According to another aspect of the present disclosure, there is provided a method performed by a connectivity service in a DCS. The method comprises receiving a property request from an operator HMI in the DCS. The property request includes a device ID identifying a device of a graphics window which the operator HMI is arranged to present for the device. The property request also includes an identifier of a first property of a plurality of properties of the device on which the graphics window is based. The method also comprises, among lists of properties held by the connectivity service, wherein each of the lists relates to a respective device controlled by the DCS, determining a property list of the device identified by the device ID in the received property request. The method also comprises, in the determined property list, in which property list each listed property is associated with an address for obtaining a present value of the property, finding the identifier of the first property. The method also comprises, by means of the address associated with the found identifier, obtaining the present value of the first property by communication with the controller, of the plurality of controllers, which controller is controlling the identified device. The communication is via a legacy communication protocol if the controller is a legacy controller and wherein the communication is via a modern communication protocol if the controller is a modern controller. The method also comprises, sending information about the obtained present value of the first property to the operator HMI.
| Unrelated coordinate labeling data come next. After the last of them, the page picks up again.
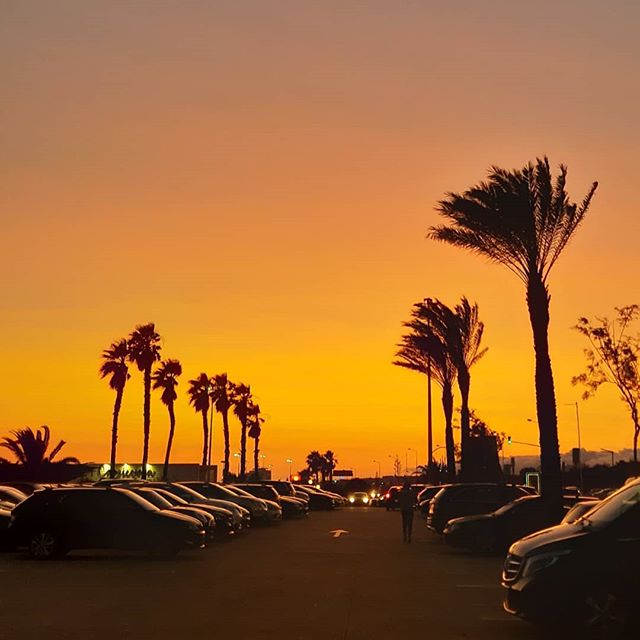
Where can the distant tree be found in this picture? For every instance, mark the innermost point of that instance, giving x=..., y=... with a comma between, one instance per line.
x=523, y=219
x=315, y=463
x=328, y=465
x=114, y=366
x=241, y=398
x=613, y=358
x=221, y=391
x=166, y=378
x=199, y=397
x=144, y=351
x=254, y=424
x=30, y=449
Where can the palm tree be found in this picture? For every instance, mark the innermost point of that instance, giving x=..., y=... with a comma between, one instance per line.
x=523, y=219
x=242, y=403
x=199, y=395
x=144, y=350
x=30, y=449
x=114, y=366
x=166, y=378
x=221, y=390
x=416, y=351
x=254, y=423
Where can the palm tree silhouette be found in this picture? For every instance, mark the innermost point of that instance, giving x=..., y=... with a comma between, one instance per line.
x=221, y=390
x=166, y=378
x=30, y=449
x=199, y=396
x=254, y=423
x=241, y=407
x=523, y=219
x=414, y=352
x=114, y=366
x=144, y=350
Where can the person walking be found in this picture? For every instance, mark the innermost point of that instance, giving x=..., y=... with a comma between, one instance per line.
x=406, y=501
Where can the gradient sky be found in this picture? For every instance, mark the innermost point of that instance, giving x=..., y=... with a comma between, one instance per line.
x=258, y=177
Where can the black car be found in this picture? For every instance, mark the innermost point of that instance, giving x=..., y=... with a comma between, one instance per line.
x=52, y=522
x=586, y=572
x=494, y=532
x=466, y=499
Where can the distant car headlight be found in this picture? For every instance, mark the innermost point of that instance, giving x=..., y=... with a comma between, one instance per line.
x=542, y=561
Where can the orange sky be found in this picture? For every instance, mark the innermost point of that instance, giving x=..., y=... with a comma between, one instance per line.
x=257, y=178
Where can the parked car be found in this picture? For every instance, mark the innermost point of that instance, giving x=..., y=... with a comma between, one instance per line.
x=465, y=499
x=579, y=509
x=241, y=516
x=52, y=522
x=227, y=522
x=496, y=531
x=206, y=519
x=586, y=573
x=359, y=499
x=256, y=507
x=274, y=510
x=11, y=495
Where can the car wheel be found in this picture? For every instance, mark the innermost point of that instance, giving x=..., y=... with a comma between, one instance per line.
x=605, y=614
x=45, y=545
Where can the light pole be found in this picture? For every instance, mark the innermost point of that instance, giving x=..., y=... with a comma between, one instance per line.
x=611, y=452
x=568, y=404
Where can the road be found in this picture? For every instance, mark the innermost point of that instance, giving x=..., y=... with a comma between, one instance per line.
x=294, y=581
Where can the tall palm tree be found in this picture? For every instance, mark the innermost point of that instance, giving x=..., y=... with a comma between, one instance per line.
x=166, y=378
x=254, y=423
x=242, y=403
x=417, y=350
x=523, y=219
x=30, y=449
x=199, y=397
x=144, y=350
x=114, y=366
x=221, y=390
According to another aspect of the present disclosure, there is provided a connectivity service comprising processing circuitry, and storage storing instructions executable by said processing circuitry whereby said connectivity service is operative to perform an embodiment of the method performed by a connectivity service, the method being in accordance with the present disclosure.

According to another aspect of the present disclosure, there is provided a DCS comprising an embodiment of the connectivity service of the present disclosure, at least one operator HMI of the present disclosure and a plurality of controllers of the present disclosure.

According to another aspect of the present disclosure, there is provided a computer program product comprising computer-executable components for causing a connectivity service to perform an embodiment of the method performed by a connectivity service, the method being in accordance with the present disclosure, when the computer-executable components are run on processing circuitry comprised in the connectivity service.

When adding a device, e.g. a pump or a tank, to an industrial plant, the DCS of the plant is updated for controlling the device. This is typically done by an engineer (i.e. user of the engineering tool) via an engineering tool of (in or connected to) the DCS. An engineering tool may be software (SW) which runs on any computer, e.g. at a provider of the DCS or at an operator of the plant which may be a customer to the provider, on in a computing cloud. To avoid having to start from scratch every time the DCS is updated with a new device, the engineering tool may list several control logic types, e.g. one type for pumps and another type for tanks, which may be used as templates by the engineer when updating the DCS. The engineer may then create several instances of a type, one per device associated with the type, e.g. a first instance created from a pump type, configured for controlling a first pump in the plant, and a second instance created from the same pump type, configured for controlling a second pump in the plant.

Each control logic type listed in the engineering tool comprises a property list of respective identifiers of properties of the type of devices, e.g. pumps or tanks, which the control logic type relates to. Each identifier may e.g. be a name of the property or a string of symbols (e.g. alphanumerical) identifying the property. The properties may comprise e.g. constant properties such as volume of a tank, max or min speed of a motor or pump etc., and variable properties which may be measured or calculated such as current fill level in a tank, current speed of a motor or pump etc.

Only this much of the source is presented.